BENGHAZI: Libya’s government accused an “outlaw” retired general and his irregular forces yesterday of trying to carry out a coup as they fight to crush Islamist militants in the restive eastern city of Benghazi.
Khalifa Haftar, who lead ground forces in the 2011 uprising that toppled Muammar Gaddafi, used warplanes and helicopters on Friday to support an offensive in pitched battles that killed 37 people.
Reacting to his vow to continue fighting until Benghazi is “purged of terrorists,” the army announced a no-fly zone over the port city and suburbs, vowing to shoot down any aircraft that defies the ban.

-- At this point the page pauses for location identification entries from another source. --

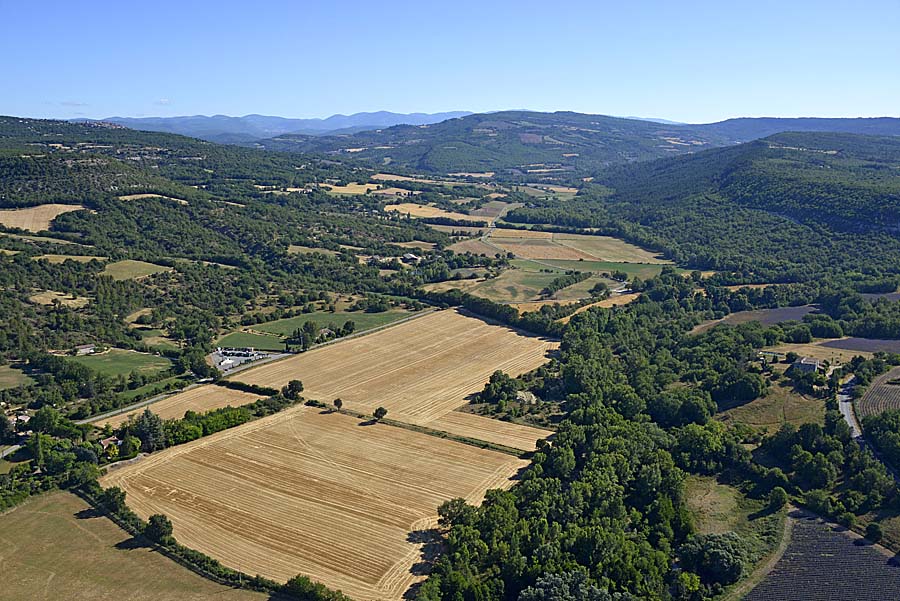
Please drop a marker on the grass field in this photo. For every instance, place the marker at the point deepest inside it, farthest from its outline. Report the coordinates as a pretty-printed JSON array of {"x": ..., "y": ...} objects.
[
  {"x": 242, "y": 339},
  {"x": 35, "y": 219},
  {"x": 56, "y": 547},
  {"x": 313, "y": 492},
  {"x": 781, "y": 405},
  {"x": 130, "y": 270},
  {"x": 115, "y": 362},
  {"x": 362, "y": 320},
  {"x": 417, "y": 210},
  {"x": 418, "y": 370},
  {"x": 767, "y": 317},
  {"x": 57, "y": 259},
  {"x": 47, "y": 297},
  {"x": 146, "y": 196},
  {"x": 820, "y": 350},
  {"x": 200, "y": 399},
  {"x": 10, "y": 377}
]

The government, parliament and army charged that Haftar’s operation was tantamount to a coup against the central authorities.
It is “an action outside state legitimacy and a coup d’etat,” said a joint statement read on state television by Nuri Abu Sahmein, the head of the General National Congress. “All those who took part in this coup bid will be prosecuted,” said Abu Sahmein, flanked by recently appointed Prime Minister Abdullah Al Thinni and armed forces chief of staff Abdessalam Jadallah Al Salihin.
Haftar’s threat to purge Benghazi was an affront to the authorities, who have struggled to stomp out lawlessness in the North African nation, which is awash with weapons and effectively ruled by a patchwork of former rebels.
Meanwhile, a tentative calm was shattered yesterday when a war plane bombed an Islamist position in the northwest of the city, one of the ex-rebels said. “We fired at the plane which missed its target,” said the source, adding that there were no casualties.
Yesterday, the army’s high command declared all of Benghazi and its suburbs a “no fly zone until further notice,” state-run Lana news agency said. “All military planes flying over the city will be shot down by army units... and units of the revolutionaries (ex-rebels),” it said. It is not clear if the fledgling army, which is still trying to bolster its capacity, has the means to carry out that threat.